Wrong number of result using match_phrase_prefix

Hi all
I have a on-premise ELK instance where i have an index with roughly 50.000 documents with 30 columns. One of the columns is name, indexed as a text.
I have 4500 documents called VFCXXXX where the X is numbers, i.e VFC1234, VFC2345.

When i search with a match_phrase_prefix with query: "VFC" i only get 70 results, all starting with VFC1XXX.
I was under the impression that fields with type text would match all with the prefix VFC even if there is only one value in the field?

Thanks in advance
/Martin

It'd be good if you could share some example data, the query and the response.

1 Like

Hi Mark
i will post what as much details as possible:
Mapping of property name:

      "name": {
        "type": "text",
        "fields": {
          "keyword": {
            "type": "keyword",
            "ignore_above": 256
          }
        }
      }

Data (this is just a subset, but it should give you an idea of the structure of the data in the name field, in total there is 4888 documents where name is like this):

name
VFC3679
VFC1378
VFC3607
VFC3028
VFC3027
VFC3026
VFC3024
VFC850
VFC341
VFC327
VFC302
VFC301
VFC294
VFC293
VFC291
VFC3642
VFC3641
VFC3609
VFC3455
VFC3454
Query:
{
    "query": {
        "match_phrase_prefix": {
            "name": "vfc"
        }
    },
    "fields": [
        "name"
    ],
    "_source": false
}

Result:

{
    "took": 2,
    "timed_out": false,
    "_shards": {
        "total": 1,
        "successful": 1,
        "skipped": 0,
        "failed": 0
    },
    "hits": {
        "total": {
            "value": 63,
            "relation": "eq"
        },
        "max_score": 12.9442215,
        "hits": [
            {
                "_index": "chcc_staging_idx",
                "_id": "32821",
                "_score": 12.9442215,
                "fields": {
                    "name": [
                        "VFC1"
                    ]
                }
            },
            {
                "_index": "chcc_staging_idx",
                "_id": "33699",
                "_score": 12.9442215,
                "fields": {
                    "name": [
                        "VFC1000"
                    ]
                }
            },
            {
                "_index": "chcc_staging_idx",
                "_id": "33700",
                "_score": 12.9442215,
                "fields": {
                    "name": [
                        "VFC1001"
                    ]
                }
            },
            {
                "_index": "chcc_staging_idx",
                "_id": "33701",
                "_score": 12.9442215,
                "fields": {
                    "name": [
                        "VFC1002"
                    ]
                }
            },
            {
                "_index": "chcc_staging_idx",
                "_id": "33702",
                "_score": 12.9442215,
                "fields": {
                    "name": [
                        "VFC1003"
                    ]
                }
            },
            {
                "_index": "chcc_staging_idx",
                "_id": "33703",
                "_score": 12.9442215,
                "fields": {
                    "name": [
                        "VFC1004"
                    ]
                }
            },
            {
                "_index": "chcc_staging_idx",
                "_id": "33704",
                "_score": 12.9442215,
                "fields": {
                    "name": [
                        "VFC1005"
                    ]
                }
            },
            {
                "_index": "chcc_staging_idx",
                "_id": "33705",
                "_score": 12.9442215,
                "fields": {
                    "name": [
                        "VFC1006"
                    ]
                }
            },
            {
                "_index": "chcc_staging_idx",
                "_id": "33706",
                "_score": 12.9442215,
                "fields": {
                    "name": [
                        "VFC1007"
                    ]
                }
            },
            {
                "_index": "chcc_staging_idx",
                "_id": "33707",
                "_score": 12.9442215,
                "fields": {
                    "name": [
                        "VFC1008"
                    ]
                }
            }
        ]
    }
}

@warkolm Is the provided example data sufficient?

Hi @warkolm
Any idea on this issue?

/Martin

Hi @warkolm
Any idea on this issue?

/Martin

You did not state which version of Elasticsearch you are using. This is something you should always provide.
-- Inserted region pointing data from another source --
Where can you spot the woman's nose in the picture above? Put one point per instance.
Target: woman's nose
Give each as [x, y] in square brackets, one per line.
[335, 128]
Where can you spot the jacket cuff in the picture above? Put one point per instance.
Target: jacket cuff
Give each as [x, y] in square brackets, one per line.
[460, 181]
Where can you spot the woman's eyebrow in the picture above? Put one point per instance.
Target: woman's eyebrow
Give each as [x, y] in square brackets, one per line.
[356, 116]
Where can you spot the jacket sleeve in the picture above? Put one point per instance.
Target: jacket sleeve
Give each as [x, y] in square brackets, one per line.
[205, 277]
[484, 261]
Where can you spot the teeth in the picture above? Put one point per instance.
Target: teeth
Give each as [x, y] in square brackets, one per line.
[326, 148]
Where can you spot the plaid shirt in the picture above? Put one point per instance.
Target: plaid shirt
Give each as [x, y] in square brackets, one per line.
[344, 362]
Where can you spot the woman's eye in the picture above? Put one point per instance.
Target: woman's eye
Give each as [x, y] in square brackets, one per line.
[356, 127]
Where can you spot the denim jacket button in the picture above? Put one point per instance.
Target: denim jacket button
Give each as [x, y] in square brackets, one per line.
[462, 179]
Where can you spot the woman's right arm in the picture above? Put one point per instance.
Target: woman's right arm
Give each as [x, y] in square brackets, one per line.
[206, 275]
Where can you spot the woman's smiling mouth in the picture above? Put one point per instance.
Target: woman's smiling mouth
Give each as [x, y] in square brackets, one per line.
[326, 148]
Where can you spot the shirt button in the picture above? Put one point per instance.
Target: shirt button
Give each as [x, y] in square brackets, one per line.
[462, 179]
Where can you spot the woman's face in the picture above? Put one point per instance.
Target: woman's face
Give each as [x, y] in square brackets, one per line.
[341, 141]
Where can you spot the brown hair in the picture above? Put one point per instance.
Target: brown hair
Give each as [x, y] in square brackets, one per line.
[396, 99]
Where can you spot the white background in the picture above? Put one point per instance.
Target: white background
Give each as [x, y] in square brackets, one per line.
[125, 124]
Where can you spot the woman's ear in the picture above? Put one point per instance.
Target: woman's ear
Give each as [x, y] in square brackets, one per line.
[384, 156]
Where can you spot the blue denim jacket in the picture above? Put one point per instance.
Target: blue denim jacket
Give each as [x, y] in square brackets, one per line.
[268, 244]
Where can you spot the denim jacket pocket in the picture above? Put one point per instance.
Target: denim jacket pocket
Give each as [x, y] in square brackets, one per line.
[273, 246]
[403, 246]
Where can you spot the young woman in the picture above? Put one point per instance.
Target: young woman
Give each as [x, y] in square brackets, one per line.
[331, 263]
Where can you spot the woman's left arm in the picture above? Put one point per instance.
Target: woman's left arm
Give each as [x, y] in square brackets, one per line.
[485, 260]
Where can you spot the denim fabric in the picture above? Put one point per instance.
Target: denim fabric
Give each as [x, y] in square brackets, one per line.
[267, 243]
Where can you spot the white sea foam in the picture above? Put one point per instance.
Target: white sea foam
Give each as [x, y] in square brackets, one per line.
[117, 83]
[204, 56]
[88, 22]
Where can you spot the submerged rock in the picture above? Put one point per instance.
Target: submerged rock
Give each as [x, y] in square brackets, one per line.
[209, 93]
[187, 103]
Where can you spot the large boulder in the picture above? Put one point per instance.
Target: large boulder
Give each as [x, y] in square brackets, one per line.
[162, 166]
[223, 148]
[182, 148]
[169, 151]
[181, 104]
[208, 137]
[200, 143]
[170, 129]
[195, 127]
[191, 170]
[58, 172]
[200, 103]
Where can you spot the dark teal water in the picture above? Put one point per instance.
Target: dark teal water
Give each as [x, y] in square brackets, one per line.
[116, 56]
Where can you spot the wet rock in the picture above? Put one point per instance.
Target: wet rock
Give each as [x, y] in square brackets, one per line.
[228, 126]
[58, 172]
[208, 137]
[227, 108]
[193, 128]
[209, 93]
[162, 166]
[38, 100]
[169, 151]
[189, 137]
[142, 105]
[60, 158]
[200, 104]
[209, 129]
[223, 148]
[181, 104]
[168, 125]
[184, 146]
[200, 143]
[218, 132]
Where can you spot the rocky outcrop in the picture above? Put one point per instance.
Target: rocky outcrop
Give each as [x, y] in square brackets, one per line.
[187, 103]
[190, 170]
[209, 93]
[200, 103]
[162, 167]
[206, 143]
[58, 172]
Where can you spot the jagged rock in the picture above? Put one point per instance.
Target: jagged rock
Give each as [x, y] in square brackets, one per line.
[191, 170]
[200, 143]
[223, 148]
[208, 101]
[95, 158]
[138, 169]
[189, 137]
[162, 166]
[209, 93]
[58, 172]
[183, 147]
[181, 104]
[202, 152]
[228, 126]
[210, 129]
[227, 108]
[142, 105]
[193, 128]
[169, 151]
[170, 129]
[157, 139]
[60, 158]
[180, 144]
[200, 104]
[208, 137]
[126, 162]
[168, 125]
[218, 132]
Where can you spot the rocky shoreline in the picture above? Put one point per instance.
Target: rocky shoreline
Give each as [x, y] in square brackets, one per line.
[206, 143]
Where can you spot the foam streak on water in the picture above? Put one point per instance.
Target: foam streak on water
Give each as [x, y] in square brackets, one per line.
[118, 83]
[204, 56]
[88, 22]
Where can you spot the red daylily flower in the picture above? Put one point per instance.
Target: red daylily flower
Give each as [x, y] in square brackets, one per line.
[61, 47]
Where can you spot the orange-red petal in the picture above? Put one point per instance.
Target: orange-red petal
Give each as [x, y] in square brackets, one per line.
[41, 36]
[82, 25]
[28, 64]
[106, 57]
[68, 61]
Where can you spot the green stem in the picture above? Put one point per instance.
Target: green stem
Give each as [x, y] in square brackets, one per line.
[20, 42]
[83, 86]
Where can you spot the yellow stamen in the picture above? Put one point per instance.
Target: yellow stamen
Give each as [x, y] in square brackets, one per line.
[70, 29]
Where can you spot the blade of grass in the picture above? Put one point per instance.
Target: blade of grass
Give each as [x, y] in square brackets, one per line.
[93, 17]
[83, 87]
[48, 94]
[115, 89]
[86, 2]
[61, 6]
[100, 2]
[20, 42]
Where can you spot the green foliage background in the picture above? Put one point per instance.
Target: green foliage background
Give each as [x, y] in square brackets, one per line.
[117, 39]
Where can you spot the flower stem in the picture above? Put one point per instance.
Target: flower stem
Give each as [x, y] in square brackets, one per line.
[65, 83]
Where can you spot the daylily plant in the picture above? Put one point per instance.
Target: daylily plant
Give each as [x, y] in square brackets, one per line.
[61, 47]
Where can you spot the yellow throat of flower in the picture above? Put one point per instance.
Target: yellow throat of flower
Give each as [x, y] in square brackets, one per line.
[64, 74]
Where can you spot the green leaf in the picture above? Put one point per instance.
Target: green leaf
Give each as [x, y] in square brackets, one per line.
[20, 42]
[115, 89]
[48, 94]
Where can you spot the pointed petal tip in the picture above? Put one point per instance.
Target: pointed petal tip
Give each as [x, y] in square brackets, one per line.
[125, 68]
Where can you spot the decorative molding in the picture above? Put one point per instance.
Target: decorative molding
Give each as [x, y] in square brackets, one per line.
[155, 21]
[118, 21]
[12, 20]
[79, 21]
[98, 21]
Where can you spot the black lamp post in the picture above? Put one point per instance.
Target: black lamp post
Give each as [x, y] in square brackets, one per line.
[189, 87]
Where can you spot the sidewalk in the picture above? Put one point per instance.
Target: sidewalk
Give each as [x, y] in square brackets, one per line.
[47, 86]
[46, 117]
If you are on a recent version would help if you could rerun the query with track_total_hits set to true.

HI Christian
sorry for the missing information, i'm using version 8.4.3 of ELK.
Below is the response with "track_total_hits": true
I've also put in a picture from Kibana searching for VFC*

{
    "took": 1,
    "timed_out": false,
    "_shards": {
        "total": 1,
        "successful": 1,
        "skipped": 0,
        "failed": 0
    },
    "hits": {
        "total": {
            "value": 63,
            "relation": "eq"
        },
        "max_score": 12.865288,
        "hits": [
            {
                "_index": "chcc_staging_idx",
                "_id": "32821",
                "_score": 12.865288,
                "fields": {
                    "name": [
                        "VFC1"
                    ]
                }
            },
            {
                "_index": "chcc_staging_idx",
                "_id": "33699",
                "_score": 12.865288,
                "fields": {
                    "name": [
                        "VFC1000"
                    ]
                }
            },
            {
                "_index": "chcc_staging_idx",
                "_id": "33700",
                "_score": 12.865288,
                "fields": {
                    "name": [
                        "VFC1001"
                    ]
                }
            },
            {
                "_index": "chcc_staging_idx",
                "_id": "33701",
                "_score": 12.865288,
                "fields": {
                    "name": [
                        "VFC1002"
                    ]
                }
            },
            {
                "_index": "chcc_staging_idx",
                "_id": "33702",
                "_score": 12.865288,
                "fields": {
                    "name": [
                        "VFC1003"
                    ]
                }
            },
            {
                "_index": "chcc_staging_idx",
                "_id": "33703",
                "_score": 12.865288,
                "fields": {
                    "name": [
                        "VFC1004"
                    ]
                }
            },
            {
                "_index": "chcc_staging_idx",
                "_id": "33704",
                "_score": 12.865288,
                "fields": {
                    "name": [
                        "VFC1005"
                    ]
                }
            },
            {
                "_index": "chcc_staging_idx",
                "_id": "33705",
                "_score": 12.865288,
                "fields": {
                    "name": [
                        "VFC1006"
                    ]
                }
            },
            {
                "_index": "chcc_staging_idx",
                "_id": "33706",
                "_score": 12.865288,
                "fields": {
                    "name": [
                        "VFC1007"
                    ]
                }
            },
            {
                "_index": "chcc_staging_idx",
                "_id": "33707",
                "_score": 12.865288,
                "fields": {
                    "name": [
                        "VFC1008"
                    ]
                }
            }
        ]
    }
}

image

Think i forgot to reply to your message

OK. What is you set size to something greater than the hit count in your query? Can you show the JSON of one of the hits (at least the full relevant queried field) as well as one of the documents you expect to match that do not? That way we could try to reproduce it.

Hi @Gorelldk

I did a simple test by adding 100 documents with the name "VPC"+index.
When I ran the match_phrase_prefix with the term "vpc" I got a total of 50 documents found.
After I changed the "max_expansions" parameter to 100, I managed to have 100 documents found.
I don't know if it will work for you but that was my experience.

1 Like

Setting size did not change the outcome.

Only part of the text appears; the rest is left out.